This example dataset contains 5,604 genes and six samples [@soybeanIR]. There are two treatment groups, N and P. Each treatment group contains three replicates.

____________________________________________________________________________________

## Data object rules

As demonstrated above, the `data` object must meet the following conditions:

* Be of type `data.frame`
* Contain at least two treatment groups and at least two replicates per treatment group
* Its first column must
    + Be called "ID"
    + Be of class `character`
    + Contain the names of the genes (or a unique set of names in general)
* Each of the rest of its columns must
    + Contain the read counts for a given sample (or quantitative values in general)
    + Be of class `integer` or `numeric`
    + Be called in a three-part format (such as "A.3" or "S4.1") that matches the Perl expression `^[a-zA-Z0-9]+\\.[0-9]+`, where
        - The first part indicates the treatment group name and must contain alphanumeric characters.
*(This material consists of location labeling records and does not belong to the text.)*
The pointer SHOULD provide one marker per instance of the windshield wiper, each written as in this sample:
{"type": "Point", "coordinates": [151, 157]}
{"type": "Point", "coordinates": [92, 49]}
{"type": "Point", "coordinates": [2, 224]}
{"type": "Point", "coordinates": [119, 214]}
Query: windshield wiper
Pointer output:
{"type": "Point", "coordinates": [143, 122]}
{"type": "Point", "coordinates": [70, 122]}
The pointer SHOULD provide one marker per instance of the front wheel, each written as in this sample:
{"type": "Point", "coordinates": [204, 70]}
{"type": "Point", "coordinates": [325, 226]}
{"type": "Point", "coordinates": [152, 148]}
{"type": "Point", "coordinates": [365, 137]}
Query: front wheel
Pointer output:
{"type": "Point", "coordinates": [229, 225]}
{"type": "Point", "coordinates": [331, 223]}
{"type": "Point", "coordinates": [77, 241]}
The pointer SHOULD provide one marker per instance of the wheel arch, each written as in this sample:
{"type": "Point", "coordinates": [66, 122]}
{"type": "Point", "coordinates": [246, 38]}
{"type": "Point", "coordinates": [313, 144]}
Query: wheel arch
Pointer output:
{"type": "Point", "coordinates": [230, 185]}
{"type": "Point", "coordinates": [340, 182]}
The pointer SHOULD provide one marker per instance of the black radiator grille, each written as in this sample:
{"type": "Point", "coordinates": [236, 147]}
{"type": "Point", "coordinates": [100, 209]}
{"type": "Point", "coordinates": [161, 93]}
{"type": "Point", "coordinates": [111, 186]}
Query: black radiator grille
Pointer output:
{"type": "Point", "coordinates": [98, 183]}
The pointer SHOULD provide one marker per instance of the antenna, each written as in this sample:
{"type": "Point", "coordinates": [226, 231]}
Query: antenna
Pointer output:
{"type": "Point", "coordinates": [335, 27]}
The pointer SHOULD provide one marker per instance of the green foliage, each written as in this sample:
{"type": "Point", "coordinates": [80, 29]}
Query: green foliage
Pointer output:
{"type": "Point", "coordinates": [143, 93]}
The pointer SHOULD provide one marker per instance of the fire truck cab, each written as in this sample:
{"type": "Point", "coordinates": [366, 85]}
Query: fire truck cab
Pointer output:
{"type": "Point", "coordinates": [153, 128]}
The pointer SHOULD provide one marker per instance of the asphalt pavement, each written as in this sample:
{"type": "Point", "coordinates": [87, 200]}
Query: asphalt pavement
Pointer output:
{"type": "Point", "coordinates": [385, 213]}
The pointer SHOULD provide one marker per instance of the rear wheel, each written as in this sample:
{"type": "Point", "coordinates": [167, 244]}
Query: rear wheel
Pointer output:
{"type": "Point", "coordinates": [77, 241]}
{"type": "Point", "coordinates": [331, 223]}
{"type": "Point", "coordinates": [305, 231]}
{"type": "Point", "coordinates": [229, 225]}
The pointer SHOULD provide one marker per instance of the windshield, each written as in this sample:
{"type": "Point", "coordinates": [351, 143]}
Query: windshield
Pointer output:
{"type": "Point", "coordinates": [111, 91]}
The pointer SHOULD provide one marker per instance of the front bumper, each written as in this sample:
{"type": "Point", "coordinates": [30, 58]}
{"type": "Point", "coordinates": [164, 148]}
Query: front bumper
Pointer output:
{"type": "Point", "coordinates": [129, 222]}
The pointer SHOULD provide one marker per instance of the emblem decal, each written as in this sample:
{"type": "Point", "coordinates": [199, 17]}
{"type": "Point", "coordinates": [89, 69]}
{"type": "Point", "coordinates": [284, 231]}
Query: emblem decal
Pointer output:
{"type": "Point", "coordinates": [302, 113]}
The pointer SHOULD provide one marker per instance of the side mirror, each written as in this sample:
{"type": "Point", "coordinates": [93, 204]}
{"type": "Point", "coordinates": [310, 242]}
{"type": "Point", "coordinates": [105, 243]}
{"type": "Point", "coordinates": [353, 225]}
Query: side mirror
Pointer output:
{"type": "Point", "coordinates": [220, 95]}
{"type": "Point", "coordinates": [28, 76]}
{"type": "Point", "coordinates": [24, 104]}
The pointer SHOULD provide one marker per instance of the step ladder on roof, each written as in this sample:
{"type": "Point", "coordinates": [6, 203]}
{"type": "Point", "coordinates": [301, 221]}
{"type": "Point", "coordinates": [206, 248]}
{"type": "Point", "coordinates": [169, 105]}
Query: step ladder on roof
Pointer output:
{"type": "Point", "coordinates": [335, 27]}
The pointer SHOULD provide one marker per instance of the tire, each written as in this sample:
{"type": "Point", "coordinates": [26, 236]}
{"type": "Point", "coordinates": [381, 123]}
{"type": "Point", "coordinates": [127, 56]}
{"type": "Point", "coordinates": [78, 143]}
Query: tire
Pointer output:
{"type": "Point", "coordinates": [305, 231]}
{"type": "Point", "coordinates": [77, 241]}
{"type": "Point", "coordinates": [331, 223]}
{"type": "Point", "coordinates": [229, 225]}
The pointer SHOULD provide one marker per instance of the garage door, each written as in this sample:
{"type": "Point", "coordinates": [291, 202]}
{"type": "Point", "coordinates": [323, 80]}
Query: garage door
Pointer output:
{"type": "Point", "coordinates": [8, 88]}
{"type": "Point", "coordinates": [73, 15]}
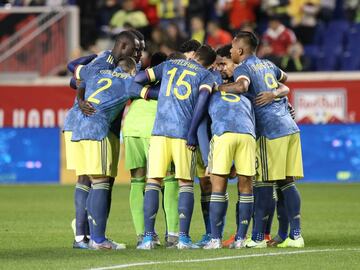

Examples include "A", "AR", and "A9"
        - The second part consists of a dot "." to serve as a delimeter
        - The third part indicates the replicate number and must consist of numbers

It is important that the names of all columns except the first follow the three-part format delineated above. All functions in the `bigPint` package require this format to successfully produce plots. If your `data` object
does not fit this format, `bigPint` will likely throw an informative
error about why your format was not recognized.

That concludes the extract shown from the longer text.